PhD Proposal Presentation

Tuesday, April 19, 2016 at 5:00 PM in Rice 242

Jonathan Dorn

Advisor: Westley Weimer

Committee Members: : Baishakhi Ray (Committee Chair), Jason Lawrence, Stephanie Forrest (University of New Mexico) and Chad Dodson (Minor Representative)

Title: Improving Program Acceptability Through Source Code Transformations

ABSTRACT: Today’s software may need to satisfy a wide range of users with a broad set of expectations. In addition to functional requirements, software is subject to a number of non-functional requirements. For example, some users might require certain minimal levels of performance, such as interactive response times, while others require bounded energy consumption to maximize battery life, and yet others desire the most accurate physical simulation possible. Moreover, the long life cycles of large software projects often cast programmers themselves as users of the software source code, which must therefore balance maintainability against other requirements. Producing software that is acceptable to different user bases requires tuning the trade-offs between various functional and non-functional requirements.

In part because of the variety of non-functional requirements, a number of mechanisms have been proposed to evaluate or ensure them. Many of these involve significant additional effort. For example, some approaches to performance tuning require software to be organized in a particular modular style during implementation. Additionally, after the original implementation, coding style may be standardized through formal code reviews.

My research aims to provide automatic assistance in managing non-functional requirements to developers. I target existing software artifacts—the programs they would write anyway—instead of requiring a particular design paradigm. I leverage the hypothesis that competent programmers produce software that is close to acceptable, possessing many of the desired properties, and use local source code transformations to improve the properties further.

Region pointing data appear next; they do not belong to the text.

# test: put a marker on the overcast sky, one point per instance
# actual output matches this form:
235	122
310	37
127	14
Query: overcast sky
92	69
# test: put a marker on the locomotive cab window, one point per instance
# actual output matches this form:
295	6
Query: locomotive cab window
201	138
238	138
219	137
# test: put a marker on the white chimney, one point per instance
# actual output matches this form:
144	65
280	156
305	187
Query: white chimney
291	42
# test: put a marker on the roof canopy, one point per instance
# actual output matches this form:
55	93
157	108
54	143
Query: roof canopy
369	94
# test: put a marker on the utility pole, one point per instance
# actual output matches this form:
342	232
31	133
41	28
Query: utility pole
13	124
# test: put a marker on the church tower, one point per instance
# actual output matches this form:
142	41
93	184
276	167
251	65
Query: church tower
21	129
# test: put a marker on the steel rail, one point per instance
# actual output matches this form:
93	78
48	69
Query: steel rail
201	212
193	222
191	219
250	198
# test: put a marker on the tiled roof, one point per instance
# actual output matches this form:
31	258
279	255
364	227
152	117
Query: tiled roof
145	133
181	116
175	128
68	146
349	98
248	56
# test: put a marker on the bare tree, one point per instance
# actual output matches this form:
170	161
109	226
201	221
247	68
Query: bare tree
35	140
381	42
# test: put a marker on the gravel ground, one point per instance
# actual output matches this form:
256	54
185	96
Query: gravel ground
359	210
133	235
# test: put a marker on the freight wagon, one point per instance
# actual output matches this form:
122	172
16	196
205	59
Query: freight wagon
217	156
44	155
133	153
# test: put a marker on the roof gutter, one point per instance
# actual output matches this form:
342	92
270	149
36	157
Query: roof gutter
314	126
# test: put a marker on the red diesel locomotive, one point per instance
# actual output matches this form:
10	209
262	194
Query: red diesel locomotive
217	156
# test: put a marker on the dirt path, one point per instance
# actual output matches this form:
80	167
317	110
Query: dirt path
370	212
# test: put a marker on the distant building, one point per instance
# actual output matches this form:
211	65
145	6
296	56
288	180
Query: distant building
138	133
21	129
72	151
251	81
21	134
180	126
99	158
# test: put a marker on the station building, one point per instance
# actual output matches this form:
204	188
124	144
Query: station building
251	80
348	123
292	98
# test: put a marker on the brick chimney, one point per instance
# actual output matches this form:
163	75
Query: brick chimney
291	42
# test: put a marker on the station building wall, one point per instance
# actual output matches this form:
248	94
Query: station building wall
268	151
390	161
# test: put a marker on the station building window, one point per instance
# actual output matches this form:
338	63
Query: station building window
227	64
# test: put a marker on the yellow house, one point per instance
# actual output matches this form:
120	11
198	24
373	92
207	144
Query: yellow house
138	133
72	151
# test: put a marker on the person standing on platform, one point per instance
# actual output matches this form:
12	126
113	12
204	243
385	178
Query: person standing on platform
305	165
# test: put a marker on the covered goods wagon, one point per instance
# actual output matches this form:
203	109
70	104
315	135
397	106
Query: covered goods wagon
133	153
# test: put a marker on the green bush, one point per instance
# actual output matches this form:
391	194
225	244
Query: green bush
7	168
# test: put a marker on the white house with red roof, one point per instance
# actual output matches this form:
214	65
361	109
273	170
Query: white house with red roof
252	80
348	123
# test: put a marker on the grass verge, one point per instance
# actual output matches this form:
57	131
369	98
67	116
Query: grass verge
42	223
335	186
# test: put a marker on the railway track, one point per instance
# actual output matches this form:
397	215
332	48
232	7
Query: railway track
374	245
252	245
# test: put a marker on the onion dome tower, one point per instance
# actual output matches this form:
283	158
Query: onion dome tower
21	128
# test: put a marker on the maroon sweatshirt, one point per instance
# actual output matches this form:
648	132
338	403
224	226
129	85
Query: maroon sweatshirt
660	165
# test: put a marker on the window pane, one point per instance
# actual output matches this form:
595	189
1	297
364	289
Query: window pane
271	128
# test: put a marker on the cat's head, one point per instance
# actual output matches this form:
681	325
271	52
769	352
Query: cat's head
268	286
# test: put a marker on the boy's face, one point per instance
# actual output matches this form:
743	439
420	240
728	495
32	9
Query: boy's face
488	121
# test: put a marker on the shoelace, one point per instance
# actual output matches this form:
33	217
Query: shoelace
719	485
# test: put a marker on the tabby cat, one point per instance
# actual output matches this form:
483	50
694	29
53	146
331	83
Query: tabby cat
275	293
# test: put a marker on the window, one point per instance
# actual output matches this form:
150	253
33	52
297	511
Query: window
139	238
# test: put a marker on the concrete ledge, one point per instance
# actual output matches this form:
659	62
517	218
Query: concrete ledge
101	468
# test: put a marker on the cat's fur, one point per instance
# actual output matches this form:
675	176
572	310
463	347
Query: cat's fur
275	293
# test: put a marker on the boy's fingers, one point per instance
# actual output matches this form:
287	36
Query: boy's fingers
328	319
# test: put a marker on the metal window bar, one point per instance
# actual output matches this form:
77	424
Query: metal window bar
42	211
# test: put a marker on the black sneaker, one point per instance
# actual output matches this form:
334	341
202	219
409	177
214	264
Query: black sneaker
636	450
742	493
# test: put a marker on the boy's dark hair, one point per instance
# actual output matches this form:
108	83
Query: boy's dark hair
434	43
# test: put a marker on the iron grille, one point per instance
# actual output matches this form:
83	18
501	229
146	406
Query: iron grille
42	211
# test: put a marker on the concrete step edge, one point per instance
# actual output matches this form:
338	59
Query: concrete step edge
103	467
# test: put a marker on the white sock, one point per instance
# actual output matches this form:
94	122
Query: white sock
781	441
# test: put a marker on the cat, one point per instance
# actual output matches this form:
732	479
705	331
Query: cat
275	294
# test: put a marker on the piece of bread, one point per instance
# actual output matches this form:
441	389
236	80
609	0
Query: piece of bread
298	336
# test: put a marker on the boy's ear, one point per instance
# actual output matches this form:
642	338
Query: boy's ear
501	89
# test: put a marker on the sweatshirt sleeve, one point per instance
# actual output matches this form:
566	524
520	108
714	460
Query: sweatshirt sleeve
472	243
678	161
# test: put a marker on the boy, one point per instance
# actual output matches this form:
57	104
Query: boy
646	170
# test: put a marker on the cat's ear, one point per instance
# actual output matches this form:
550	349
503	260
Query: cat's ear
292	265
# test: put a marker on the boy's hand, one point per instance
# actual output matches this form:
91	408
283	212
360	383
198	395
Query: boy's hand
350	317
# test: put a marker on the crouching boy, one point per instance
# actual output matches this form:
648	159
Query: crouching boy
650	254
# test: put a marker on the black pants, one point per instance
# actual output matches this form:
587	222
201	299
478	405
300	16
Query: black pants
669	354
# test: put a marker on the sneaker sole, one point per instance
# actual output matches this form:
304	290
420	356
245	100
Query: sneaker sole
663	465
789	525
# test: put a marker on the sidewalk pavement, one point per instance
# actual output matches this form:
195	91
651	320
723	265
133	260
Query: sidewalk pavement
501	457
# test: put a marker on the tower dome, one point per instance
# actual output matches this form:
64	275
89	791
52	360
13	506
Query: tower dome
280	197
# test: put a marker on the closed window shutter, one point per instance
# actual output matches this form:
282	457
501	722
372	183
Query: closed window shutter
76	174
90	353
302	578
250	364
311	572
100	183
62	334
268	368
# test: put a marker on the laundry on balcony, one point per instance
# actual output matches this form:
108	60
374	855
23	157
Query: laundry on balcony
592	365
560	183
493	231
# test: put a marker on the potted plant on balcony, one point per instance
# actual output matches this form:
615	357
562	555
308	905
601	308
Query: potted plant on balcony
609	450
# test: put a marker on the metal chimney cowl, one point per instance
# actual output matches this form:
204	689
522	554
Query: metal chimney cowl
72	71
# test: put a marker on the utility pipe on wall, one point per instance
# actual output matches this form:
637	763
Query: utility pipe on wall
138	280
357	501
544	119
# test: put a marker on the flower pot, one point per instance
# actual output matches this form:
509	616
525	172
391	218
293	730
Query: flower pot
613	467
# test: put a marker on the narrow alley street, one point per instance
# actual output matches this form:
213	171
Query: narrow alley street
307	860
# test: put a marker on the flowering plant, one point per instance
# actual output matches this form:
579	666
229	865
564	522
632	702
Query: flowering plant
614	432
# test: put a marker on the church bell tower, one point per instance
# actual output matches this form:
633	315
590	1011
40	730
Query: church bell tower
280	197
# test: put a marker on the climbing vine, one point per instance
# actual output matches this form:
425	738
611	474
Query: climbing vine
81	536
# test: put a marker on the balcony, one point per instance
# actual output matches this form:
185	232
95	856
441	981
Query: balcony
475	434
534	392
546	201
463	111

I propose to apply this approach to three problem domains. First, I propose to use program transformations to help programmers balance run time and visual quality in graphics programs. Second, I propose to employ search-based software engineering techniques to identify transformations that reduce the energy requirements of large data center applications. Finally, I propose to investigate the impact of transforming typographical coding style on developers’ performance maintaining that code.